Marina calls her Irish fans her ‘emeralds’, and as the gig went on she realised that there were more gems in the crowd than she had first thought. “Have I converted you?” she laughed toward the end of her set, “you are all emeralds now!” Moments before, she’d set many male members of the audience’s pulses racing when she announced that she was looking for an Irish man. “My dad wants me to marry a Greek man, or if not then an Irish man,” she told us. Looking around, there seemed to be plenty of buachaillí – and cailiní – in the crowd who’d fallen for Marina that night.
After Marina, it was time for Swedish band Miike Snow to take to the stage. The mask-wearing band members were slick musicians and traded in the sort of synth-based pop-rock that The Killers made de rigueur, so it was no surprise that the crowd lapped it all up – especially the single ‘Animals’, which when first released reached #98 in the UK charts. Miike Snow have their fingers in a number of musical pies, and where Marina may have been slightly raw around the edges – in a very endearing way – these guys were extremely confident. It was all a bit too bland for my ears, but not for the majority of the crowd, which had tripled since Marina’s set.

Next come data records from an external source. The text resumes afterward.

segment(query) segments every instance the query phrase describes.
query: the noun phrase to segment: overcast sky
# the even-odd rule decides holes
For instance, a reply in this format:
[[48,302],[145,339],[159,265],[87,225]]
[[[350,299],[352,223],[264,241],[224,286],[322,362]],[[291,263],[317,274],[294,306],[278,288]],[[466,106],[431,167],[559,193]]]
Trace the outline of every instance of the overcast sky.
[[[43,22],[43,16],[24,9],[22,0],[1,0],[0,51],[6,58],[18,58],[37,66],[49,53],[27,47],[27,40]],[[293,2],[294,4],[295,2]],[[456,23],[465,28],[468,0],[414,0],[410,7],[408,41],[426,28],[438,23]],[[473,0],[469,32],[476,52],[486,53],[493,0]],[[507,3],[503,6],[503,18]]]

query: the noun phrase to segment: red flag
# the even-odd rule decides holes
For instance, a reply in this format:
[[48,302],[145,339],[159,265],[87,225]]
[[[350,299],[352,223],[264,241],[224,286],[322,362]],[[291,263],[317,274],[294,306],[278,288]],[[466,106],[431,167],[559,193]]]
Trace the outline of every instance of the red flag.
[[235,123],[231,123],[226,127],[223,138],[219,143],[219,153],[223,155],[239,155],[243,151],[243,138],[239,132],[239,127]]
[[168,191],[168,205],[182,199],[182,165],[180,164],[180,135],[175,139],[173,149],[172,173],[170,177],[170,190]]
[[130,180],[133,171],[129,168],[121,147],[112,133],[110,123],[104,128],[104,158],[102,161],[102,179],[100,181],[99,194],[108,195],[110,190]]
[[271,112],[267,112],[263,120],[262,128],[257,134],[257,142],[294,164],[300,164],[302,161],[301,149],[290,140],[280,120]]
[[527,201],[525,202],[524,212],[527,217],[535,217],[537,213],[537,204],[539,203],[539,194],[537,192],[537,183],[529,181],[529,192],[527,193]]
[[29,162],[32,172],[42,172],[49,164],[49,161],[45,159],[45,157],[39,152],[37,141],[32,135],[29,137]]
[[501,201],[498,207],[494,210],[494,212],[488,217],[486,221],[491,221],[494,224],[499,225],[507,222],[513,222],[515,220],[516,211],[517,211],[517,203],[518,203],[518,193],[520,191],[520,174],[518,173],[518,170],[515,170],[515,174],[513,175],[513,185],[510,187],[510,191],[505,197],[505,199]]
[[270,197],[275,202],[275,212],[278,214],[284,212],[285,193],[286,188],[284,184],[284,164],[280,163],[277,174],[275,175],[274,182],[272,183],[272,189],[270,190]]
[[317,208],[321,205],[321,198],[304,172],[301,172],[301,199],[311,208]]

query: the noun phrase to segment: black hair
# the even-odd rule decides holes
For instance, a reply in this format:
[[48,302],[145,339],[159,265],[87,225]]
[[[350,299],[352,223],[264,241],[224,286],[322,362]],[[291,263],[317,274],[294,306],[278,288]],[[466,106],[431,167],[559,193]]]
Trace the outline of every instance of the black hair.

By midnight, the venue was thronged, Miike Snow and Marina and the Diamonds had ramped the crowd up to fever pitch and it was up to Digitialism to keep things going until the wee hours. Although there was a bit of confusion at first as to where they were performing – as it turned out, they were in the room next to where the previous gigs had taken place, and the soundmen removing the amps were not ‘part of the act’ – once the German duo took to the DJ booth, all action moved to where they were. Playing a mix of tracks, including their own ‘Pongo’, they were the perfect amped-up end to a full-on night, and the futuristic-looking Foundry Nightclub, with its multitude of mirrors, different floors, and dance podiums, was the perfect venue for this gig. Proof, if proof was even needed, that great gigs by international bands don’t just have to take place in the larger cities in Ireland.

Promoters take note: there is a huge audience outside of the capital city who are extremely hungry for live music.